Monday, December 31, 2007

Installing and Configuring Globus Services on Mac OS X

* Download Mac binaries from Globus site. Probably the VDT will work fine also.

* Do the usual configure/make/make install business.

* Unfortunately, all Macs that I tried are missing Perl XML parsers and so will fail at the "make install" step. For some reason, Globus's ./configure isn't set up to catch this. Not sure why. I found the following nice instructions for installing Perl::XML and other stuff at

http://ripary.com/bundle-xml.html

This will take a while.

* Set up Simple CA. See

http://vdt.cs.wisc.edu/releases/1.8.1/installation_post_server.html#simpleca

and

http://www-unix.globus.org/toolkit/docs/4.0/admin/docbook/ch07.html#s-simpleca-admin-installing.

The VDT page above actually points to some older (v 3.2) instructions, but these are still OK also.

* Make your host certificate and sign it.

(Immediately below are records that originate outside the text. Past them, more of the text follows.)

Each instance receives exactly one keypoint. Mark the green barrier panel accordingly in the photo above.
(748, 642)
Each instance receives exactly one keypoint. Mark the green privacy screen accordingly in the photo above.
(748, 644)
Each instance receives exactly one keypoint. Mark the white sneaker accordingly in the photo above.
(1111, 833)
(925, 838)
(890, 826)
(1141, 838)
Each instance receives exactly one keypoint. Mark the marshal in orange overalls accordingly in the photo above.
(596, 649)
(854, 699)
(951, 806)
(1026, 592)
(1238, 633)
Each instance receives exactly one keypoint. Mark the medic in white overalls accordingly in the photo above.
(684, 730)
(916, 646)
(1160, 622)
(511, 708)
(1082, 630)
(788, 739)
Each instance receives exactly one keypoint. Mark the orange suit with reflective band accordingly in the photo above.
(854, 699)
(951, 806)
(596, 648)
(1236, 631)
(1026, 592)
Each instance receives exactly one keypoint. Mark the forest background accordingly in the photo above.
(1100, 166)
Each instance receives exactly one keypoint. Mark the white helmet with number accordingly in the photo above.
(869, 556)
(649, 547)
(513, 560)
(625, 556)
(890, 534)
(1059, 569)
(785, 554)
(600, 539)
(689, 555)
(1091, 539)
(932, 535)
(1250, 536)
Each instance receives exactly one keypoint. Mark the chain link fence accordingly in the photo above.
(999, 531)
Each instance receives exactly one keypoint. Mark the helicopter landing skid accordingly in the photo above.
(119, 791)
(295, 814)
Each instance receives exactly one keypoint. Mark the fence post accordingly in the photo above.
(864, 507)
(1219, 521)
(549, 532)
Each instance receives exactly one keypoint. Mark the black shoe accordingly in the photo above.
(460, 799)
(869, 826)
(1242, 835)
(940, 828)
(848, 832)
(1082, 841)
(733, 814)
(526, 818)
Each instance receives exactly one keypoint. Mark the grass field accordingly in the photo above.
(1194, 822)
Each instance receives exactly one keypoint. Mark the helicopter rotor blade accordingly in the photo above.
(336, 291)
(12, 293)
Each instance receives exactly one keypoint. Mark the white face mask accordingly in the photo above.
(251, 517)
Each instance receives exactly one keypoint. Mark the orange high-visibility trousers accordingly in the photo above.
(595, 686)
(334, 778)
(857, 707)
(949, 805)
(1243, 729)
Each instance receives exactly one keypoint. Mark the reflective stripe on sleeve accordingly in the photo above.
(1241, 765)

I did all of this as root.

$GLOBUS_LOCATION/bin/grid-cert-request -host `hostname`

(note the backticks around hostname).

cd /etc/grid-security/
~/Globus-Services/bin/grid-ca-sign -in hostcert_request.pem -out hostsigned.pem

* Create your xinetd services.

cd /etc/inetd.d/
touch gsigatekeeper
touch gsiftp

* Here is my gsigatekeeper:
service gsigatekeeper
{
socket_type = stream
protocol = tcp
wait = no
user = root
env = LD_LIBRARY_PATH=/Users/mpierce/Globus-Services/lib
env = DYLD_LIBRARY_PATH=/Users/mpierce/Globus-Services/lib
server = /Users/mpierce/Globus-Services/sbin/globus-gatekeeper
server_args = -conf /Users/mpierce/Globus-Services/etc/globus-gatekeeper.conf
disable = no
}

And my gsiftp:
service gsiftp
{
instances = 100
socket_type = stream
wait = no
user = root
env += GLOBUS_LOCATION=/Users/mpierce/Globus-Services
env += LD_LIBRARY_PATH=/Users/mpierce/Globus-Services/lib
env += DYLD_LIBRARY_PATH=/Users/mpierce/Globus-Services/lib
server = /Users/mpierce/Globus-Services/sbin/globus-gridftp-server
server_args = -i
log_on_success += DURATION
nice = 10
disable = no
}

Note the LD_LIBRARY_PATH is not useful for Macs--you need DYLD_LIBRARY_PATH instead (see below). But I left it in anyway--you will need this for Linux installations.

* Start your services:

service gsiftp start
service gsigatekeeper start

* You may want to add these also to /etc/services
tail /etc/services
# Carstein Seeberg
# 48004-48555 Unassigned
com-bardac-dw 48556/udp # com-bardac-dw
com-bardac-dw 48556/tcp # com-bardac-dw
# Nicholas J Howes
# 48557-49150 Unassigned
# 49151 IANA Reserved
#gsiftp 2811/tcp
#gsigatekeeper 2119/tcp


* Check these with telnet:
telnet localhost 2811
telnet localhost 2119

* Note you must use DYLD_LIBRARY_PATH on the Mac or else the service will not start even though the "service" commands above will not complain. You will get errors like this if you telnet to the ports:
/Users/condor/execute/dir_8492/userdir/install/lib/libglobus_gss_assist_gcc32.0.dylib

* Requisite Globus Complaint: I had to do all the above configuration stuff by hand. Why not have a configuration post-installation "flavor" called "my first globus installation" that does all of this for you?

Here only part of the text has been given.